What If You Can't Find Your Dad's Will?

Despite the advice of professionals to the contrary, families often fail to discuss estate matters with each other.  Parents may not even say they have a will, let alone discuss its contents or location.  This may leave the surviving family trying to figure out the affairs of their deceased parent without knowing where to start.  The most important information is probably in the will.  It sets out what the estate likely consists of and who is to get what.  Frequently, locating the original will can be a problem.  It is needed to obtain probate.  What happens if you can’t find it? Can you probate a copy? 

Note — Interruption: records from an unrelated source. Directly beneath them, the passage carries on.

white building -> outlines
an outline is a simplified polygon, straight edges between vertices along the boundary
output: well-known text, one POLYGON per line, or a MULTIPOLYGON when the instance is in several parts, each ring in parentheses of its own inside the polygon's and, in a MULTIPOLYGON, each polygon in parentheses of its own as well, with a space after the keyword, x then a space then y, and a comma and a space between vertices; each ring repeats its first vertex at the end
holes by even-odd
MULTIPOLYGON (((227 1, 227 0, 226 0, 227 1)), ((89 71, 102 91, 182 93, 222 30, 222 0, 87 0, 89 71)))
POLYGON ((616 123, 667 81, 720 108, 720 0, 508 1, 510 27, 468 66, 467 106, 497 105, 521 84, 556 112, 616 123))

The short answer is yes, you may be able to probate a copy of the will but it depends who had it last and what circumstances led to its loss or disappearance.  If the deceased had possession of the will last and it cannot be found, then the law will presume he or she intended to revoke it by intentionally destroying it.  This is a rebuttable presumption but the consequence of it is that, in the eyes of the law, there is no will.  In that case, the deceased will be considered to have died “intestate”.  In those circumstances, the distribution of their estate is governed by Part 10 of the Estate Administration Act (In March 2014, this and other related statues will be replaced by the Wills, Estates and Succession Act.).  That legislation provides a cascading distribution among the family members depending on the particular circumstances of each case.  For example, a surviving spouse receives the first $65,000.  After that, the estate is split between the spouse and any children in amounts that depend on the number of children. 

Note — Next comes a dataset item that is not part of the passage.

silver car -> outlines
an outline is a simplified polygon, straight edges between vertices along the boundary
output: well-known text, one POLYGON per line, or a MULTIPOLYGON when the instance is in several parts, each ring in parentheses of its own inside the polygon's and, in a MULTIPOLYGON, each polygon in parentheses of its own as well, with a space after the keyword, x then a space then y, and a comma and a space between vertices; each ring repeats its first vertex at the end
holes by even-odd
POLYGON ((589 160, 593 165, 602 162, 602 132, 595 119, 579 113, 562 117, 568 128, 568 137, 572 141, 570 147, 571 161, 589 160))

To rebut the presumption of revocation for a lost will, you must prove that it was actually lost rather than destroyed.  The evidence required must, in the words of the case law, establish “on a balance of probabilities that the will was inadvertently lost or misplaced.”  The burden of proof rests with the person seeking to establish it was not intentionally destroyed.  If someone other than the deceased had the will last, the law does not presume it to have been revoked.   But if the will was in the deceased’s possession and can’t be found, then the types of evidence that may discharge the presumption include whether:

  • the deceased made statements that confirm or contradict the terms of the will;
  • the deceased had good relationship with the beneficiaries of the will;
  • there was an event that led to the destruction or loss of other things belonging to the deceased (i.e., a fire, flood or burglary);
  • there were any dispositions of property by the deceased that either support or contradict the terms of the will;
  • the character of the deceased in the conduct of his or her affairs, such as keeping important documents in a safe place; or
  • the terms of the will are reasonable in light of the deceased’s circumstances and family.

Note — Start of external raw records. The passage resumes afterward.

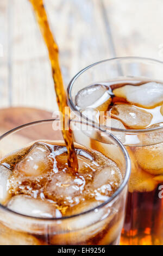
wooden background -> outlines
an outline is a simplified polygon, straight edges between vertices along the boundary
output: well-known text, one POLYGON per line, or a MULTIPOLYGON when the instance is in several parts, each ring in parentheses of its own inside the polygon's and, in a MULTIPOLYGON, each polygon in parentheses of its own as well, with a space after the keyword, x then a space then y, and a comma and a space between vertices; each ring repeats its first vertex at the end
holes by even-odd
MULTIPOLYGON (((115 56, 163 60, 162 0, 45 0, 66 87, 115 56)), ((0 108, 57 108, 46 47, 28 0, 0 0, 0 108)))

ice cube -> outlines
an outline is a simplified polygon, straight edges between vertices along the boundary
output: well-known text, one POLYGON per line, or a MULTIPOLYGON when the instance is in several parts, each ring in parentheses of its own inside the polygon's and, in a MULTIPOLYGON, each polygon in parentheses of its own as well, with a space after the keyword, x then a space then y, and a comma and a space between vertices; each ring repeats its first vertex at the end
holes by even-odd
POLYGON ((53 168, 48 157, 50 150, 41 143, 36 143, 28 155, 16 166, 15 168, 27 176, 38 176, 53 168))
POLYGON ((108 88, 102 84, 95 84, 80 90, 76 97, 76 103, 80 109, 89 107, 105 111, 111 101, 108 88))
POLYGON ((150 82, 139 86, 127 85, 115 89, 113 93, 130 103, 144 107, 153 107, 163 101, 163 84, 150 82))
POLYGON ((0 165, 0 203, 5 204, 9 197, 8 181, 12 172, 3 165, 0 165))
POLYGON ((15 196, 9 202, 7 206, 14 211, 29 216, 53 218, 57 215, 62 216, 53 204, 27 195, 15 196))
POLYGON ((153 174, 163 174, 163 143, 137 147, 135 156, 142 169, 153 174))
POLYGON ((103 168, 102 169, 99 170, 99 172, 95 174, 93 182, 94 188, 100 188, 104 185, 108 185, 109 186, 106 188, 111 191, 111 185, 116 184, 117 186, 118 186, 118 184, 120 184, 122 179, 122 176, 119 173, 120 172, 115 163, 112 162, 111 163, 110 163, 109 166, 103 168))
POLYGON ((153 118, 150 113, 127 104, 114 106, 111 111, 111 115, 120 119, 130 128, 140 129, 149 125, 153 118))
POLYGON ((66 172, 59 172, 52 177, 44 193, 48 198, 57 202, 65 201, 68 204, 72 204, 76 202, 75 197, 82 194, 84 181, 80 180, 82 183, 79 184, 74 176, 66 172))
MULTIPOLYGON (((163 123, 153 124, 149 127, 148 127, 148 129, 151 129, 161 127, 163 128, 163 123)), ((150 132, 140 134, 139 135, 139 137, 142 145, 154 145, 155 144, 161 143, 163 141, 162 129, 160 131, 156 130, 150 132)))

If you can’t find an original will but have a copy, then you will need to carry out a careful investigation and place the resulting evidence before the court in order to avoid an intestacy.  You will need to find out who drafted and witnessed the will.  You will need to speak to friends and family members.  You will likely need to speak to medical professionals and others to determine the mental state of the will maker.  You may even need to determine from bank records whether your parent’s safety deposit box was accessed in a manner consistent with removing the original will.  

One way for a testator to avoid this trouble is provided for in the Wills Act.  That statute allows a will maker to file a “wills notice” with the Vital Statistics Agency.  That notice sets out the date of the will and where the original is located.  This allows others, after the will maker’s death, to locate the original will quickly and easily.